Nos sentábamos al tope del
árbol para luego encontrarnos
en circunspecta flor de loto y
cónica mitra vertiendo haces
luminosos en revuelo
nux avellana
leve tono castaño
(camaleón cambió de
piel aun esta mañana,
ahora es verdecito
)
lluvia dorada de avellana dime
de ése mi destino,
espejito donde veo
y ciudadelas f l u c t i v a g a n d o
naos en la salina caraí
las cinco,
por la mañana de estos días.

Aurora de la Luz,
tibia venus flor de amor

y donde
‘volans
el pez vol ante
des-
cantaba el
lapis-
lázuli allá
y grullas sobrevolaban
grazia assoluta—, anunciaban
rosicler al manar
de ventanas
donde
enanas blancas y enanas rojas
encantaban a Polyedros
que sentado iba derramando
su canto nocturno
inundando las orejas-de-palo
entre hyphas
virides
y nicles
y allá venía ella, Aurora,
corazón en forma de hoja
y un tercio entre los dedos.

Zumba, zumba, nunca más,
¿a dónde ir?

Bellatrix encuentra a Pólux,

el siglo de las abejas abrió
delicado ponjê
color de yerba
el siglo de las abejas era color de yerba
el siglo
color de yerba de abejas es delicado,
es delicado ponjê sobre la yerba
sobre las abejas
sobre las estrellas
y estrellas son tan delicadas
cuando viajan acueductos de color azul celeste
dibujando cosas brillantes,
cuentas
de vidrio
teñidas
carmín girando esférica ligereza
y
sonando
sobre lo imponderable.

Las Ventanas

delicadas algunas hormigas transportan un abejorro muerto volutando el camino
recordando la fábula de tan contada.
La remembranza caduca
la fuga en el paisaje,
en el deslirismo éste
sin musa mas arañas negras y
fino amor en la lengua presa, en la historia
en el libro de memorias
en la desprimavera del monstruobicho pero eso
laminas y afinas la ilación del tiempo cuando bello cava en el aquí
en el ninguno que cuenta nuestra chispa recóndita que va enreda
y encadena adonde
nada se mueve más allá,
y son
horas de existir.

El espejo

los dedos que blancos abren uno a uno los frascos delante del espejo o una cajita de terciopelo, verbenas lilas, un lápiz de labios y algunas amatistas brillando ilumineras
bajo las grietas del sol que derrama pereza.
¿Cómo osar descubrir todos esos secretos?
Te voy a dar unas piedritas para que hagas unos pendientes.
Y un peine de madreperla para que te veas así en esos rituales, hermosa en ese éxtasis
al tocar los regalos con deditos de azúcar,
para espantar la tristeza acariciando los racimos, lazos y cintas.
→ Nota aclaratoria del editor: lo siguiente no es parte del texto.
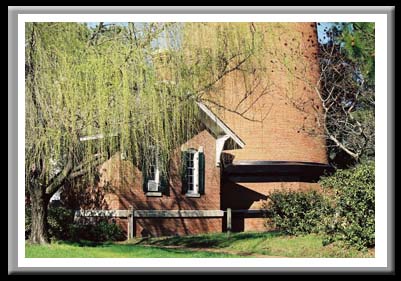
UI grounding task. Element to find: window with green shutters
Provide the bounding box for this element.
[182,147,205,197]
Déjate ver así a
través del alma,
como si viese
un lagarto.

El Rosedal

¿avistas el reino de dios?
¿tienes los ojos y la boca y
te inclinas adentro del espejo?
Pues allá te aguarda la imagen de todas las cosas del universo.
Adelante, algunos metros
y al frente
verás unos geranios azules, pequeñitos en su ciclo florado. Mira el ápex y el gran manto de la naturaleza
abarcará el cielo y la tierra.
Uno camino abierto entre los dedos
entremanos.

La boca de la noche

canoa hey canoar del río aboyo
la orillita es margen
si la macambira acuesta los suyos
y adormece
olvida olvida olvida
que la serpiente trenza si da eco al sonido ya lejos a la res del
sendero
la proa allí
donde mapinguari tartana rasca la noche
engulle en loas
la oscuridad de la boca y no descansa, mira, engulle
la cáscara
azul
de la luna.

Lobo, constelación lunar

alumbres
y el bosque
se traduce
cual filigrana

luna mina
manada de brisas
emana

babel que zarpa
en élitro el púrpura
abarca
la fórmica de nubes pálidas

entre rumores de piedra
deshoja mi rostro
hecho de nunca y flor.

Pez Austral

humo y una
filosofía de dedos acaricia el tigre
silueta
donde el dibujo
cual puerta
enciende la lámpara
un cirio
entre imágenes
unos pequeños encantos
en la geometría cálida
desmedida
frontera de un verano
en ojos cerrados
casi un espasmo
una fluctuación
tenue
cadenciosa
cuando sumerge
el verde y las vacas
son pequeños puntos
el aire a lo lejos
un retazo
y dos ansias
de la desgarrada hora inútil
minuciosa
y la memoria hilarante en esa estridencia
sublunar de la lluvia
a veces femenina
maná y se oculta
para luego en seguida
emerger superficie
en cifras en el anfibio telar
redondilla
augurio lampadario
spray
o escenas del teatro nô
se escuchan a sí
admiran hasta sus sueños
samsara al vientre
en la saliva rapidísima
soledad
cuasi mapa
en las delicadezas
y un ave de vista perdida arriesga al posarse
perfuma de continuidad
la cornisa oval
y las lises
escamas de clarividencia
en los azules
de una fotografía impensable
sílabas
en la fábula
escrita espumosa
antes luminosidad
o cáscara
áspera
de un pez.

Texto: Jussara Salazar del libro inédito CoraurisonoroS
Traducción: Reynaldo Jiménez.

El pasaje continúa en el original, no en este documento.